Indeed, Harrison, after stating the general rule, applied one of the exceptions: “that there is no waiver of the privilege, where the subject matter of the communication with the witness' attorney has been first elicited upon cross-examination[.]” Harrison v. State, 276 Md. 122, 147, 345 A.2d 830, 844 (1975).

The attorney client privilege may also be implicitly waived, and one way that is done is by raising attorney advice as a defense.... Workman's trial counsel placed [the attorney's] advice in issue by asserting that Workman had relied on the advice in cashing the checks. Workman cannot selectively assert the privilege to block the introduction of information harmful to his case after introducing other aspects of his conversations with [his attorney] for his own benefit. The attorney client privilege cannot be used as both a shield and a sword, and Workman cannot claim in his defense that he relied on [the attorney's] advice without permitting the prosecution to explore the substance of that advice. (Citations omitted.)
United States v. Workman, 138 F.3d 1261, 1263–64 (8th Cir.1998).

We recognized a similar waiver doctrine in Parler & Wobber v. Miles & Stockbridge, P.C., a case involving a professional corporation that was sued for legal malpractice. 359 Md. 671, 756 A.2d 526 (2000). The defendant responded by filing a third party claim against the lawyers then representing the plaintiffs, claiming contribution or indemnification based on the latter's negligence. Id. at 677–78, 756 A.2d at 529. In applying the doctrine against the defendant-corporation, we said: “a privileged party cannot fairly be permitted to disclose as much as he pleases and then to withhold the remainder to the detriment of the defendant.” Id. at 693, 756 A.2d at 538 (quoting Greater Newburyport Clamshell Alliance v. Public Serv. Co. of N.H., 838 F.2d 13, 20 (1st Cir.1988))(internal quotation marks omitted).

B. Waiver of Attorney–Client Privilege by Defendants

Landlords argue that “[t]his Court has never actually held a defendant to have waived the attorney-client privilege under the facts of any case.” (Emphasis added).
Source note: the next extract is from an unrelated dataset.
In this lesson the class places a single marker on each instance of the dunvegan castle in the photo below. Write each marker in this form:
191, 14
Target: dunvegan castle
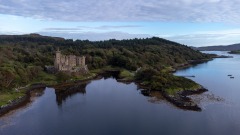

Other than the Parler defendant, who filed a third-party claim, this is true, although not outcome determinative, because we have never addressed facts like these. They further aver that “[t]his Court has never found a party to have placed attorney-client communications ‘at issue’ where the party's own pleadings did not affirmatively inject the issue into the case [,]” citing Ehrlich v. Grove, 396 Md. 550, 574 n. 14, 914 A.2d 783, 798 n. 14 (2007). Landlords propose this much stricter standard for waiver, when applied against a defendant. Yet, Landlords advance no policy reason why defendants should be immune from waiver principles, and our quest is to determine whether there are sound reasons to exclude defendants from the usual application of the waiver doctrine.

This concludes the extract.